Perfect Days review – Wim Wenders explores a quiet life in Tokyo
Bittersweet tale of an apparently contented toilet cleaner has an ambient urban charm, but feels a little too understated
Wim Wenders’s new film, co-scripted by him with writer-director Takuma Takasaki, is a bittersweet quirky-Zen character study set in Tokyo which only comes fully to life in the final extended shot of the hero’s face, drifting back and forth between happiness and sadness. There are some lovely magic-hour scenes from cinematographer Franz Lustig, shooting in the boxy “Academy” frame.
Hirayama, played by Koji Yakusho (from Shohei Imamura’s The Eel) is a middle-aged man employed as a toilet cleaner, who drives around serenely from job to job in his van, listening to classic rock and pop on old-school audio cassettes: Patti Smith, the Kinks and of course, given the title, Lou Reed. At each location, he changes into a jumpsuit and with his brushes and mop matter-of-factly gets on with the job in hand.
With a hand-mirror, he has to check under the lavatory bowl and behind the urinals for … well, never mind … he never finds anything awful, and in fact the toilets are never remotely horrific. On his lunch-hour he reads and takes photos of trees and smiles acceptingly at everything that presents itself to his senses. He has a particular fondness for the city’s “Skytree” tower. Hirayama has a goofy and unreliable young assistant whose purpose is to point up Hirayama’s tolerant maturity and calm.
But who is Hirayama? His small and ascetic apartment is filled with books, music cassettes and boxes of his photos: he is clearly a very intelligent and cultured man who maybe once enjoyed great social status and has chosen this monkish existence for reasons of his own, in retreat from personal pain maybe?
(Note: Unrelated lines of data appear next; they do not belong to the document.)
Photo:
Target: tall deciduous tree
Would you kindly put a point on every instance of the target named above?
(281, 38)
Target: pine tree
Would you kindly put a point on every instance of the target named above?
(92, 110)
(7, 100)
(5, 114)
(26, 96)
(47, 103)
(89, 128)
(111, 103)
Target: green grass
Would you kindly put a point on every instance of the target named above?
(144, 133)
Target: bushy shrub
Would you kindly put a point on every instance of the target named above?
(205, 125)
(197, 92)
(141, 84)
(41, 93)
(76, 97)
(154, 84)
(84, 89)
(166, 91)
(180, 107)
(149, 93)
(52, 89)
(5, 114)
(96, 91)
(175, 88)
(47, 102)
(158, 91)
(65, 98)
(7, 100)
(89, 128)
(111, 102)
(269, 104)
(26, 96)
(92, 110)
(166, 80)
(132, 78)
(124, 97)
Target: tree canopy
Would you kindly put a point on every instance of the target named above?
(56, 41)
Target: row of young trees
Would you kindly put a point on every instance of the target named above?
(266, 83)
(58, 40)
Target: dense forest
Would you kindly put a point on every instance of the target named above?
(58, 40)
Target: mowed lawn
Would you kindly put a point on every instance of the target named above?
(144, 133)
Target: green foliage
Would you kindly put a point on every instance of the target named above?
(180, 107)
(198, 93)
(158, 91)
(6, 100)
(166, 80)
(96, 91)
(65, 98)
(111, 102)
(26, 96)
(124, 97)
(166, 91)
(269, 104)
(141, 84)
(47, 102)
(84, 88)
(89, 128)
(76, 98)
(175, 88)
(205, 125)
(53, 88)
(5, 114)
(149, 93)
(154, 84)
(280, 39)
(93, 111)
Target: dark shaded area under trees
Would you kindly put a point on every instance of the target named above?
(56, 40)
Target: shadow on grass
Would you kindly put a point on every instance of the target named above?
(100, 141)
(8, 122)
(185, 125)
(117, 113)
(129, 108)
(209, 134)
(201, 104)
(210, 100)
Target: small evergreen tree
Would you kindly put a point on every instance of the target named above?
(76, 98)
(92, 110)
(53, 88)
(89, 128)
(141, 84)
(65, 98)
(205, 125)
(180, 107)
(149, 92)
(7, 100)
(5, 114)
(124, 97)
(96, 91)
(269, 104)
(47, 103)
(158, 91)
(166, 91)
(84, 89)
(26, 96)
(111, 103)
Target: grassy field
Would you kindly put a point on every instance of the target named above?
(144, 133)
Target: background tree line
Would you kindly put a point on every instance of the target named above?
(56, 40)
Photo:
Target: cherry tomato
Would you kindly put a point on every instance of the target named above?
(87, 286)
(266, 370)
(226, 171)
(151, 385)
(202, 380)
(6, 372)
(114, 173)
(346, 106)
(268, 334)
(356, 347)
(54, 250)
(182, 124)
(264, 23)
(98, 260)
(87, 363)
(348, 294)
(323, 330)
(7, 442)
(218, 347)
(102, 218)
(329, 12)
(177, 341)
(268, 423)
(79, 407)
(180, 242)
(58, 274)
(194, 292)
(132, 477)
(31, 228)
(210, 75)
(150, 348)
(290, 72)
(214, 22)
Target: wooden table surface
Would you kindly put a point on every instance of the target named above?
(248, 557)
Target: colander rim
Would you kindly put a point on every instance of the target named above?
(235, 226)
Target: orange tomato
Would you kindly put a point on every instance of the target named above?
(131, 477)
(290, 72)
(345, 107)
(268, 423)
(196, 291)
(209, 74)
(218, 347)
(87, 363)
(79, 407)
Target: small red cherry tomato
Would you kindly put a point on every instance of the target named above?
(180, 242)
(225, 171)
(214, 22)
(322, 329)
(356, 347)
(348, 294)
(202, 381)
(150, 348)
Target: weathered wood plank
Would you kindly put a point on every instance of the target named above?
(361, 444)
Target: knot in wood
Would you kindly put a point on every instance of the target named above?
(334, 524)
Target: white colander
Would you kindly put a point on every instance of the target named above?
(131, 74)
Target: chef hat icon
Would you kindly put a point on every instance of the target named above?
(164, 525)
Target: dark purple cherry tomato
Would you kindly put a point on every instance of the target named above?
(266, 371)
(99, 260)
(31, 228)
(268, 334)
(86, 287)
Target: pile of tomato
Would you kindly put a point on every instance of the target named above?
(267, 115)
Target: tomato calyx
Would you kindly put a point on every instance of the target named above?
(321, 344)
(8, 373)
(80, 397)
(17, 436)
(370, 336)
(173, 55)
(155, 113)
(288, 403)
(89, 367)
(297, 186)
Answers appear to emerge when he peeps round the door of a certain bar, and also when his cool niece (Arisa Nakano) comes to stay and he is then confronted by this girl’s mother, his sister, who tells him their father’s dementia is still a problem and seems stunned by what Hirayama does for a living these days.
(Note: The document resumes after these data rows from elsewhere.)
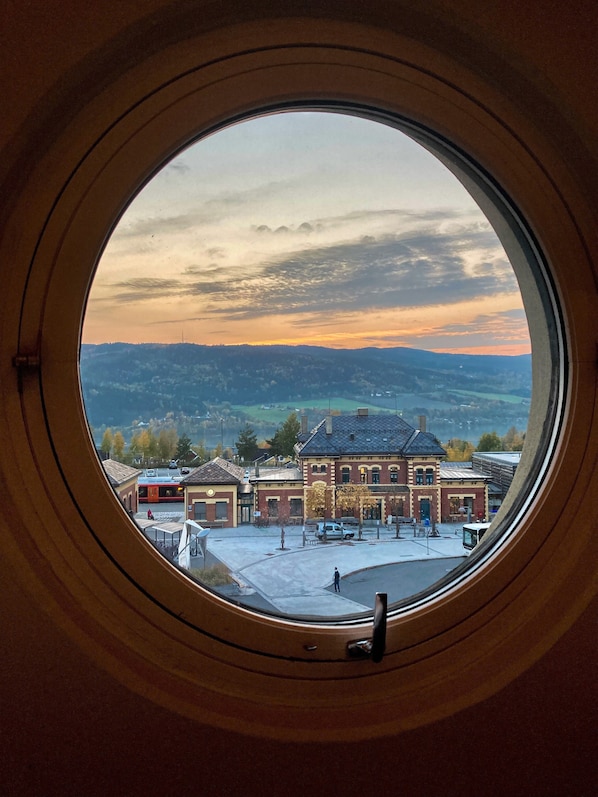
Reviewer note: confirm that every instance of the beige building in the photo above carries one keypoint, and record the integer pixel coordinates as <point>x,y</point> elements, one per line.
<point>123,479</point>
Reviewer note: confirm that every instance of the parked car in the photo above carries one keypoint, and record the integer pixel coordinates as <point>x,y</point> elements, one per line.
<point>333,531</point>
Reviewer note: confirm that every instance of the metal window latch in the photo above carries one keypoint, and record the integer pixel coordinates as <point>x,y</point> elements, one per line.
<point>373,648</point>
<point>25,363</point>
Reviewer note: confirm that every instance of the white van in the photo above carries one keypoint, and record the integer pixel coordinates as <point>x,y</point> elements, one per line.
<point>333,531</point>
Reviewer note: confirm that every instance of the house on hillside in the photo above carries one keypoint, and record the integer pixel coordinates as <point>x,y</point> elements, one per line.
<point>123,480</point>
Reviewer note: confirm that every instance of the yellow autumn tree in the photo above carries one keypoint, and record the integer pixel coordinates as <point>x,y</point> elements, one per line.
<point>355,498</point>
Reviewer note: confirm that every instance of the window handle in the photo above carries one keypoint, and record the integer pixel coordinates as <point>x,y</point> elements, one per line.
<point>373,648</point>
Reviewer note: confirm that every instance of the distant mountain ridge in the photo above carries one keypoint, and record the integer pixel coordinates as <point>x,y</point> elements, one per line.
<point>124,381</point>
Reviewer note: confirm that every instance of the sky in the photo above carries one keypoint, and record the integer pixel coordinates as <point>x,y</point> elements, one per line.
<point>307,228</point>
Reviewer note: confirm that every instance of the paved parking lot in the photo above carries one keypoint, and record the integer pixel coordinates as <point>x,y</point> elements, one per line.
<point>296,580</point>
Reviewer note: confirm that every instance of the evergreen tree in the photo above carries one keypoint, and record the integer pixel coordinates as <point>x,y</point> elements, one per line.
<point>490,441</point>
<point>183,448</point>
<point>246,444</point>
<point>107,442</point>
<point>118,445</point>
<point>283,442</point>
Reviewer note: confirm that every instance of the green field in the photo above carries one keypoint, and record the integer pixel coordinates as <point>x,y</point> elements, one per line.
<point>278,413</point>
<point>507,397</point>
Perfect Days has a kind of ambient urban charm and Yakusho anchors the film with his understated wisdom and presence: rightly, Wenders doesn’t reveal too much too early about his hero and doesn’t try to tie everything up too neatly. But I found something a little too subdued in this film, though the evocation of Tokyo itself is very uncliched, despite the emphasis on something that is the subject of so many touristy jokes: the loos. Not perfect, but engaging enough.